10. Storage, indexing and media

Storage:

• Database: PostgreSQL on high-performance SSDs.
• Replication: Each Shard has 1 Primary (Writes) and 3 Replicas (Reads).
• Indexes: Clustered Index on (user_id, target_id) makes existence checks and random deletes fast.

Media:

• We do not store images here. We store only user_id. The client resolves images via the Profile Service / CDN.

11. Scaling strategies

1. Database Sharding:

• We use a Directory Service (like ZooKeeper) to map user_id to Shard ID.
• As we grow from 1B to 2B users, we add more shards and run a background migration to rebalance users.

2. Handling "Hot" Users:

• A "Super Connector" (max 30k connections) is not a storage hotspot (30k rows is small).
• The hotspot is Reading. If a celebrity is viewed 10,000 times/sec, we rely on the Redis Cache.
• If Redis is overwhelmed, we can use Local Caching (in-memory inside the Connection Service) for the hottest keys with a short TTL (5 seconds).

3. Anti-Entropy (Consistency Repair):

• Since we use double-writes (A->B and B->A), data can drift if a write fails halfway.
• We run a nightly Repair Job that scans the DB: If A->B exists, B->A must exist. If one is missing, it repairs the data.

12. Reliability, failure handling and backpressure

• Circuit Breakers: If a DB Shard is slow, the API wraps calls in a circuit breaker. If it trips, we return a degraded response (e.g., empty connection list) instead of hanging.

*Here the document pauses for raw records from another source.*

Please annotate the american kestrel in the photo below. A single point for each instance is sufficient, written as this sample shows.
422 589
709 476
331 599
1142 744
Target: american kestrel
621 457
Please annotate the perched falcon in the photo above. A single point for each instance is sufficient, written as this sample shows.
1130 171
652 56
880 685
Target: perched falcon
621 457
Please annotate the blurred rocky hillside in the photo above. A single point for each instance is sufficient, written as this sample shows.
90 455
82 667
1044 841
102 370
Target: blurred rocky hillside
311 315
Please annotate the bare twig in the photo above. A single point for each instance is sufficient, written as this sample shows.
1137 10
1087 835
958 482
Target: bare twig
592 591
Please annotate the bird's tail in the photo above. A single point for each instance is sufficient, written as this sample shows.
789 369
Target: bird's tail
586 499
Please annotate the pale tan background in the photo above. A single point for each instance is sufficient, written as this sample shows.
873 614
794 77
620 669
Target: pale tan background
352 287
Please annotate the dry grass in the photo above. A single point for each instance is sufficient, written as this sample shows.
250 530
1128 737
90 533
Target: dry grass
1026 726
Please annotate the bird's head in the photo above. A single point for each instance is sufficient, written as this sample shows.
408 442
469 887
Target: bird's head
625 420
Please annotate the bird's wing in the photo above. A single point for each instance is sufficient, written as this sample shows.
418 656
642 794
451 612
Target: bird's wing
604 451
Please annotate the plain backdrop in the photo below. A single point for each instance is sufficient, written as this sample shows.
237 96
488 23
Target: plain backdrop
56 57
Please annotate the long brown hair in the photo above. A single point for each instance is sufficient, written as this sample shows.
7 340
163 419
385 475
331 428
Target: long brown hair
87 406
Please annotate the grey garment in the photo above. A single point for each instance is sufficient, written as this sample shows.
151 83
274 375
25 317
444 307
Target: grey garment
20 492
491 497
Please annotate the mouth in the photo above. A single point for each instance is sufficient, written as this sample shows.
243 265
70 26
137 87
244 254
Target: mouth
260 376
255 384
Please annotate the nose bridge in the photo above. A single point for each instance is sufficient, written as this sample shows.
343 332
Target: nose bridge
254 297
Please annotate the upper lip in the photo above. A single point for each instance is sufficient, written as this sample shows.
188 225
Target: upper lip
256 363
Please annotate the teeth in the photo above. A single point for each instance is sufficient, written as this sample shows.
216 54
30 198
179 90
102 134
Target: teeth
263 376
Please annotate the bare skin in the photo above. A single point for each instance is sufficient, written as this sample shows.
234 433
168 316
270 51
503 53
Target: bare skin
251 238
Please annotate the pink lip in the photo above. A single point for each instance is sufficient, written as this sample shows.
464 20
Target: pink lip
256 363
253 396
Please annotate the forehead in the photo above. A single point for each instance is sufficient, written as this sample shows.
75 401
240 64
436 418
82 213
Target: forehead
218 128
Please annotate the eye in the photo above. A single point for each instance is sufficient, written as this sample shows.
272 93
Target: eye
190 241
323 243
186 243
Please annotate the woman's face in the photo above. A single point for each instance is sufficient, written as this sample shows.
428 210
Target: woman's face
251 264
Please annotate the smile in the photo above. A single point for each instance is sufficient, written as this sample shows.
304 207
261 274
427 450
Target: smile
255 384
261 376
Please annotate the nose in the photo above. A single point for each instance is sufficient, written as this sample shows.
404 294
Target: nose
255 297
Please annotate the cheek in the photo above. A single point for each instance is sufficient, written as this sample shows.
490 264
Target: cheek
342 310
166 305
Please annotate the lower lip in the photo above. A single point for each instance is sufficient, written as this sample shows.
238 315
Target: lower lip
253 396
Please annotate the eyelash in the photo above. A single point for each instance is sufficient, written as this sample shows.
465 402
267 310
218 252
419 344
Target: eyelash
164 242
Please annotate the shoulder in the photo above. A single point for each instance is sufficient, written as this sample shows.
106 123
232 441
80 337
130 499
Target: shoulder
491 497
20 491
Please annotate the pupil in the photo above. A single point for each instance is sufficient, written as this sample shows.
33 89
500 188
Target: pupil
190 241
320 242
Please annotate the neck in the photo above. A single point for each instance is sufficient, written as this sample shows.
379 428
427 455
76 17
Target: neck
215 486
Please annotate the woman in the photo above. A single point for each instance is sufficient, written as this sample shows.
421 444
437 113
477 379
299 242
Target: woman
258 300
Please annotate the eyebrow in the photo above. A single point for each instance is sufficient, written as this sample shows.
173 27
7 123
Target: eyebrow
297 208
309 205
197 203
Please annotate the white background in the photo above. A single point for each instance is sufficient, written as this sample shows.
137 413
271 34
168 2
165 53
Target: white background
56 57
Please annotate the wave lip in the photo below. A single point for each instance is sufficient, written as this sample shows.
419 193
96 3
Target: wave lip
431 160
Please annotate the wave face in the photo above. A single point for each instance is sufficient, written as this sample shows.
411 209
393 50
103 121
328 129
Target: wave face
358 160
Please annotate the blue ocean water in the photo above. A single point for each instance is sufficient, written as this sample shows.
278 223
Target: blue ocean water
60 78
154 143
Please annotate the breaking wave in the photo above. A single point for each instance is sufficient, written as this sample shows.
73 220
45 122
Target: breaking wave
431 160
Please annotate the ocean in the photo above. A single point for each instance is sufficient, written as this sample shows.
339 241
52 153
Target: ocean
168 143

• Throttling: We rate-limit writes per user (e.g., max 100 invites/day) to prevent spam and write spikes.

• Graceful Degradation: If the Redis cluster fails, we can fall back to the DB Replicas, but we strictly rate-limit this fallback to prevent crashing the DBs.

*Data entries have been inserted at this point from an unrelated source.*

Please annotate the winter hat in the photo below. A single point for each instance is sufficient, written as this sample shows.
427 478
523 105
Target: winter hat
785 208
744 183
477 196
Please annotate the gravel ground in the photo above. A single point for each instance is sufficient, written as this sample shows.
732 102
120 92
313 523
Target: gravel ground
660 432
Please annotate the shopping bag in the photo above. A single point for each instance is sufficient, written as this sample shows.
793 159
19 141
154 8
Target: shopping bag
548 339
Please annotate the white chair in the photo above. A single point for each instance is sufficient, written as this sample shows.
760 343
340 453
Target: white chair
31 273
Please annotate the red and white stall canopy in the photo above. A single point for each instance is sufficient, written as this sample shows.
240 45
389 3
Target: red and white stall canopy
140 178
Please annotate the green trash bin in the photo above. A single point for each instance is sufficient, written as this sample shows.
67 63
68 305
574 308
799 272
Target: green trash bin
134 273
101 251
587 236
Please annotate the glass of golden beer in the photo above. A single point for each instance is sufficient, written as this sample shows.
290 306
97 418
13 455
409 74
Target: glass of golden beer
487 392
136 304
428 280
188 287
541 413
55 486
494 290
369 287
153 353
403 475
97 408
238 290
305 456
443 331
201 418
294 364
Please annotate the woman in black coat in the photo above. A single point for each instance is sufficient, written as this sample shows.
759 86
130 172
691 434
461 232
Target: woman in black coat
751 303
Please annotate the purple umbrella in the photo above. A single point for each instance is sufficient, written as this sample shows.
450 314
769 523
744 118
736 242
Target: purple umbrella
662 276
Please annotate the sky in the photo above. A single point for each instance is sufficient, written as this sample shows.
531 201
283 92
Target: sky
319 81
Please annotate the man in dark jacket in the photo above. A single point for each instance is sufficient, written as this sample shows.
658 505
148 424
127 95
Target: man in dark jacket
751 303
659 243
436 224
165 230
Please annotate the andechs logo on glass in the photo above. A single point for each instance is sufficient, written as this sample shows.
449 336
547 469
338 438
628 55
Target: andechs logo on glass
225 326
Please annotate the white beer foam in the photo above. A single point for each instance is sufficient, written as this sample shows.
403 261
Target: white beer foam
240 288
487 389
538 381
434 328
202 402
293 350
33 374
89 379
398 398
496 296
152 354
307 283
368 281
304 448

13. Security, privacy and abuse

• Authorization: The API must strictly validate that the user_id in the token matches the user_id in the URL for private operations.

• Privacy Settings: Before returning the connection list of User B to User A, check User B's privacy setting (can_view_connections).

• Abuse Prevention: If User A sends many invites that are "Ignored" or "Marked as Spam," we lower their "Reputation Score" and block them from sending further invites.

14. Bottlenecks and next steps

• Bottleneck: 2nd Degree Queries.

  • Finding "Friends of Friends" (e.g., "How many connections do I share with Bill Gates?") is very expensive in Sharded SQL because it requires querying all of Bill Gates' friends' shards.

  • Next Step: Build a dedicated Graph Service (using Neo4j or a custom in-memory graph engine). We would ETL data from our SQL DB to this Graph DB to serve recommendation/path queries.

• Bottleneck: N+1 Problem on Enrichment.
  • Hydrating names/avatars for the connection list involves calling the Profile Service.
  • Next Step: Denormalize a small "snapshot" (name, avatar hash) into the edges table to avoid the external call for the list view, updating it asynchronously when the user changes their profile.

Summary

1. Architecture: Read-heavy system using Redis ZSETs for caching and Sharded SQL for storage.

2. Data Model: Bidirectional adjacency list sharded by user_id to optimize for local reads.

3. Scale: Handles 50TB of data and 3.5M QPS via horizontal partitioning and aggressive caching.

4. Reliability: Uses double-writes with async repair jobs to ensure graph consistency.